Invisible? The only way this boy, cheating his way to the top of a victory podium, could be invisible would be if he properly refrained from participating. Look at the lead-in photo for this piece. That's what she's talking about. Her son, standing on the 1st place pillar, was actually blocking the two actual girls who shared that spot. That's not "invisible" by any sane definition of the word. In fact, the opposite is true; AB Hernandez and boys like him are the ones who are cancelling girls in sports, who are rendering the girls who have worked and trained and practiced invisible. They are overshadowing girls who got up early to train, then after school, placed friendships and social time behind more training. These girls worked, and ran, and sweated, and trained, only to be rendered invisible by boys with all of the innate biological advantages that come from being male: Greater cardiovascular capacity, longer and heavier bones, more muscle mass per body weight, more fast-twitch muscle fibers, all of it.

These are facts.


Read More: Biological Male Cheats to Big Victory in California Girls' Finals

'Transgender' Athlete Responds to Criticism, Calling It 'Frustrating' - but It's Still Cheating


AB's own comments can only be described as condescending and arrogant.

AB took the top spot in several events last month while competing for Jurupa Valley High School in Riverside County.

The athlete’s participation led to protests by demonstrators wearing “Save Girl’s Sports” shirts and carrying signs reading, “No boys. No bias. Just fairness.”

AB, who graduated in May, laughed off the protests.

“I don’t care,” the athlete said last month.

He doesn't care. Want to know who does care?

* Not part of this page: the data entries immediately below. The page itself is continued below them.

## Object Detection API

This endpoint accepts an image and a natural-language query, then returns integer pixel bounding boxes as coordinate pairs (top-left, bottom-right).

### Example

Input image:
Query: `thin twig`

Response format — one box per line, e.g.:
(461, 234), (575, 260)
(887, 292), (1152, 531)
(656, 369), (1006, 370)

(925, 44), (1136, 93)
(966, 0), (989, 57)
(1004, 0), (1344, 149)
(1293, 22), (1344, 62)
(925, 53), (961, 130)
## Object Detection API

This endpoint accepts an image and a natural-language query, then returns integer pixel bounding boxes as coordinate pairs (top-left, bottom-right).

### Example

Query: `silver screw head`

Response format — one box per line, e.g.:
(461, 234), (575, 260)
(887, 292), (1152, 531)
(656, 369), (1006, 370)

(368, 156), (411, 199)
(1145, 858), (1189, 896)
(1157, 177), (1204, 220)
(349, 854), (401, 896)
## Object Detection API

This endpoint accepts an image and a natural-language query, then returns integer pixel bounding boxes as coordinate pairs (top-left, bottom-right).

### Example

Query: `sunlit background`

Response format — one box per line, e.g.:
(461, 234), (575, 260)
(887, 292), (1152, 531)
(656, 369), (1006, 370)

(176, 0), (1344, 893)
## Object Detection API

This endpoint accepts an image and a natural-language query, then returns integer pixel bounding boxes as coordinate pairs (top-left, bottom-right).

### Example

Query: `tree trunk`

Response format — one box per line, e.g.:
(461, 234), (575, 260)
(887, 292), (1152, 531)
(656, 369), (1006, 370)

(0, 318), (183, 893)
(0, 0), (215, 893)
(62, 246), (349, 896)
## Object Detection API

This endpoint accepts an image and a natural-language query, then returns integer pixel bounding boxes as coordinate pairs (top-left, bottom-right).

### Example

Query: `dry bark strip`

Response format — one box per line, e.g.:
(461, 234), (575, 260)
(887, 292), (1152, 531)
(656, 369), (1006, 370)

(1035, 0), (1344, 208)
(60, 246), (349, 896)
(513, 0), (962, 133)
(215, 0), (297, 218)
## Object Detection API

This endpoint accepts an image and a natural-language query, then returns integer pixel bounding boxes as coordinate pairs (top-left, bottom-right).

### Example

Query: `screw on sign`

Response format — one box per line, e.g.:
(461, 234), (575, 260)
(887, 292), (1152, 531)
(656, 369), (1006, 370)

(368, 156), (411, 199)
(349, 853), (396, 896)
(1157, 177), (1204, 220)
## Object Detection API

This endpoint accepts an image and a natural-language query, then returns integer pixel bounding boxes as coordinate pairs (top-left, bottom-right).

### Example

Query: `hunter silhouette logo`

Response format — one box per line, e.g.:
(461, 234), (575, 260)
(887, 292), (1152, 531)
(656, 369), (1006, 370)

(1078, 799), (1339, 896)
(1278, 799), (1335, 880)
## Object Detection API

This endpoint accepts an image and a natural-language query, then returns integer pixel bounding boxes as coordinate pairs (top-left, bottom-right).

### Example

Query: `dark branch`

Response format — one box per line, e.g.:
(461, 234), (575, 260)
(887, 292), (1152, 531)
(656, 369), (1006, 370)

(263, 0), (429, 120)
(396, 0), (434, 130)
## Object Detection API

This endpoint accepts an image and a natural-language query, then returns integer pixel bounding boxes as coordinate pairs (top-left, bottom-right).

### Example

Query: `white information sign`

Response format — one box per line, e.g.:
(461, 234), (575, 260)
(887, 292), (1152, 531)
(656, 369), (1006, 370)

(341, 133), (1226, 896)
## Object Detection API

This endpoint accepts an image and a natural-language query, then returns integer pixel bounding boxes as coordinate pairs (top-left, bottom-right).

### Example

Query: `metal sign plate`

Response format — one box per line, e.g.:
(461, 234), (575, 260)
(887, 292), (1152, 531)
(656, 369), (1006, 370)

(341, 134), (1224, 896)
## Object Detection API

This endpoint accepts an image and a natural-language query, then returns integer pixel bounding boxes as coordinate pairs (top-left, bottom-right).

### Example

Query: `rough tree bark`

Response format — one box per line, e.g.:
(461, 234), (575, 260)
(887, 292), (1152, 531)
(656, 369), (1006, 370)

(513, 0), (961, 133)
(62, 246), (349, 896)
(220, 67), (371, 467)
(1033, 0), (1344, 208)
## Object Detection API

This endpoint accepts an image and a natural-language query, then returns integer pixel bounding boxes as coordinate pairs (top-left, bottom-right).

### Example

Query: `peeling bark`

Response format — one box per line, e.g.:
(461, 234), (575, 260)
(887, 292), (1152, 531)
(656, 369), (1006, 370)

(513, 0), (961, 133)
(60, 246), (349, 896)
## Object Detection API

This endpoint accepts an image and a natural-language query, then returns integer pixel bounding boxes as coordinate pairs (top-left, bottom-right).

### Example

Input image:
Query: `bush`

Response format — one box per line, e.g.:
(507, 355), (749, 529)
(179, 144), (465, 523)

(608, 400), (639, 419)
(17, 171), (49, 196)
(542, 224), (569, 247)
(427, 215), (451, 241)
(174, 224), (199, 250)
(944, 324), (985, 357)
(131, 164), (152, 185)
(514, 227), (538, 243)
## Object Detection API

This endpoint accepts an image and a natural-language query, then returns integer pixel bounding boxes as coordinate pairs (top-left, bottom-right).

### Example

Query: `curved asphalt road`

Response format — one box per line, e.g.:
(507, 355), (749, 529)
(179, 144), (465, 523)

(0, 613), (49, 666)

All of the girls that he overshadowed, including the ones he physically obscured in the photo above. They care. They care about all the work they put in, all the competitions against other girls, all the training, all the sweat, only to have a boy step in and take the front stage.

All of the parents of those girls, who watched their daughters work, sweat, and plan. The parents who drove their daughters to practices, to camps, to events, who cheered them on, who rooted for them, who bought their equipment, often at considerable cost, only to see them obscured by a boy.

All of the other family members of those girls, who watched with great pride and gave their full support, only to see any possible awards and recognition taken by a boy.

Want to know who else cares? Anyone interested in fundamental fairness and sportsmanship. Anyone knowledgeable about human biology. Anyone interested in doing the right thing.

This may be the most outrageous thing AB Hernandez has to say on the matter:

“Track is a very singular sport; it teaches you to rely on yourself. Once you’re on the track, you just stay focused on the track.”

Oh, the irony! AB Hernandez was taught not to rely on himself, but to rely on an unfair biological advantage he has over the girls he is competing against. This is a matter that is not just wrong in certain instances; the biological differences between boys and girls are so significant as to make this something that is wrong in essence.

Fortunately, AB Hernandez would appear to be out of the game, so to speak, for now. NCAA rules don't permit the sort of cheating he did in high school. But there are more out there like him, and they are anything but invisible - they are, literally and figuratively, standing in front of the girls they compete against; it is those girls who are unfairly and unreasonably rendered invisible.